L’intelligenza artificiale non è più una tecnologia emergente. È già oggi il principale driver di trasformazione per le imprese.
E nel caso italiano, dove il tessuto economico è composto in larga parte da piccole e medie imprese, il suo impatto sarà particolarmente profondo.
Non tanto per la velocità di adozione, quanto per le conseguenze strutturali che porterà.
Adozione record, ma impatto ancora incerto
Negli ultimi anni si è assistito a una crescita rapidissima degli investimenti in intelligenza artificiale.
Secondo i dati delle Camere di Commercio, in soli quattro anni è triplicato il numero di PMI che hanno investito in AI.
Un dato rilevante, soprattutto se si considera che nessuna tecnologia in passato aveva attratto investimenti così rapidamente.
Tuttavia, a fronte di aspettative molto elevate – soprattutto nei mercati finanziari – i risultati concreti sono ancora limitati.
Solo circa il 10% delle imprese dichiara di aver ottenuto benefici misurabili in termini di produttività o performance.
Il gap tra aspettative e risultati è quindi ancora molto ampio.
Non conta usarla, ma saperla usare
Il vero punto non è l’adozione della tecnologia, ma il suo utilizzo efficace.
Oggi esistono almeno tre livelli di utilizzo dell’intelligenza artificiale nelle imprese:
utilizzo base (strumenti standard, spesso gratuiti o in abbonamento)
utilizzo intermedio (supporto di consulenti esterni)
utilizzo avanzato (integrazione interna con competenze dedicate)
La maggior parte delle PMI si ferma al primo livello.
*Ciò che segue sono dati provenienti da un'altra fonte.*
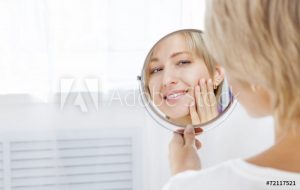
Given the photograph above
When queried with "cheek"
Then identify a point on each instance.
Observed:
(154, 86)
(193, 75)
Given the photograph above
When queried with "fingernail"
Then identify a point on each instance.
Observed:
(190, 129)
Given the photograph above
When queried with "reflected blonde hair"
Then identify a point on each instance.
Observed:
(258, 42)
(195, 41)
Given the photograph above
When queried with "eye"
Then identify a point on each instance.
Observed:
(156, 70)
(184, 62)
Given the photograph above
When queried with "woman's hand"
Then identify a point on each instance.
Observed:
(204, 107)
(183, 151)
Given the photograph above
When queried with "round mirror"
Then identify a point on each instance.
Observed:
(181, 84)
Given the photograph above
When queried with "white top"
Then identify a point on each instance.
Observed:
(235, 175)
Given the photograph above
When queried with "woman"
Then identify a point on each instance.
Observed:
(180, 69)
(258, 43)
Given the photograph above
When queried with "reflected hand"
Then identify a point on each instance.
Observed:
(204, 108)
(183, 151)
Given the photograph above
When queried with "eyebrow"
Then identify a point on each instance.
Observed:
(155, 59)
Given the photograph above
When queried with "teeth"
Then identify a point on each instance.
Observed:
(172, 96)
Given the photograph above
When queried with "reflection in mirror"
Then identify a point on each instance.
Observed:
(181, 83)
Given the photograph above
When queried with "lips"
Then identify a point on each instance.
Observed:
(174, 94)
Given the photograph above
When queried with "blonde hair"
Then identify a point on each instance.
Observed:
(258, 42)
(195, 42)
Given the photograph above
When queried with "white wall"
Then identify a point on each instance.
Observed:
(238, 136)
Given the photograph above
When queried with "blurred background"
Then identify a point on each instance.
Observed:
(70, 112)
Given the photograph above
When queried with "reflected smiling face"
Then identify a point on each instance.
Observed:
(174, 70)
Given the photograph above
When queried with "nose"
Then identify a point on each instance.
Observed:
(169, 77)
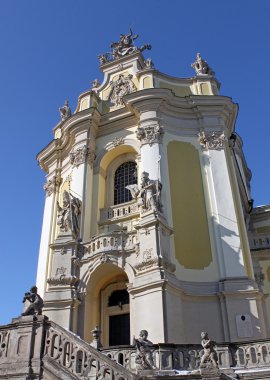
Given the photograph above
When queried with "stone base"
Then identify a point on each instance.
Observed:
(210, 373)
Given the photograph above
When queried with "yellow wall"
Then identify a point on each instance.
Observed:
(191, 235)
(178, 90)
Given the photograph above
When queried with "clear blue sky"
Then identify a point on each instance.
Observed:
(49, 54)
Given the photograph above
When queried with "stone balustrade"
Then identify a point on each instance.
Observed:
(111, 241)
(125, 210)
(35, 345)
(79, 358)
(259, 242)
(169, 356)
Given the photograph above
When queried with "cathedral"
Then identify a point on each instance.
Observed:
(149, 231)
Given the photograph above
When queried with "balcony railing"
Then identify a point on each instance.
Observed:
(111, 241)
(259, 242)
(122, 211)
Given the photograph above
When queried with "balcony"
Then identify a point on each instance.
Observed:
(112, 241)
(259, 242)
(119, 212)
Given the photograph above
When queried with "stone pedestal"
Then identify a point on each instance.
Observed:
(23, 348)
Poche riescono ad arrivare al terzo.
Questo crea un divario crescente tra imprese.
Il rischio: una forbice sempre più ampia
L’effetto principale dell’intelligenza artificiale non sarà uniforme.
Al contrario, tenderà ad amplificare le differenze già esistenti nel tessuto produttivo.
Da una parte:
imprese strutturate
capaci di innovare
con accesso a competenze
Dall’altra:
microimprese
subfornitori
realtà con bassa marginalità e poca capacità di investimento
Le prime rafforzeranno il proprio vantaggio competitivo. Le seconde rischiano di essere progressivamente espulse dal mercato.
Tecnologia e competenze: il vero nodo
Un errore frequente è pensare che il problema sia l’accesso alla tecnologia.
In realtà il vero limite è la mancanza di competenze.
Esperienze passate, come il piano Industria 4.0, lo dimostrano chiaramente: molte imprese hanno investito in macchinari avanzati senza riuscire a sfruttarli pienamente.
In alcuni casi, le tecnologie venivano utilizzate solo al 30-60% delle loro potenzialità.
Lo stesso rischio si ripresenta oggi con l’intelligenza artificiale.
Le imprese più evolute cercano figure specializzate – sviluppatori, esperti AI, data analyst – ma spesso non riescono a trovarle.
Il futuro: selezione naturale e consolidamento
Nel medio periodo, il risultato sarà una trasformazione strutturale del tessuto imprenditoriale.
Ogni crisi – dal 2008 al Covid fino agli shock geopolitici – ha già prodotto una selezione naturale:
le imprese più fragili sono uscite dal mercato
quelle più solide si sono consolidate e sono cresciute
L’intelligenza artificiale accelererà questo processo.
Le imprese capaci di integrare tecnologia e competenze cresceranno più rapidamente. Le altre rischiano di perdere competitività.
Capitale umano al centro
Paradossalmente, in un contesto sempre più tecnologico, il fattore decisivo resta umano.
Le competenze, la formazione e la capacità di adattamento saranno gli elementi chiave per affrontare questa trasformazione.
Non è la tecnologia a fare la differenza. È chi la utilizza.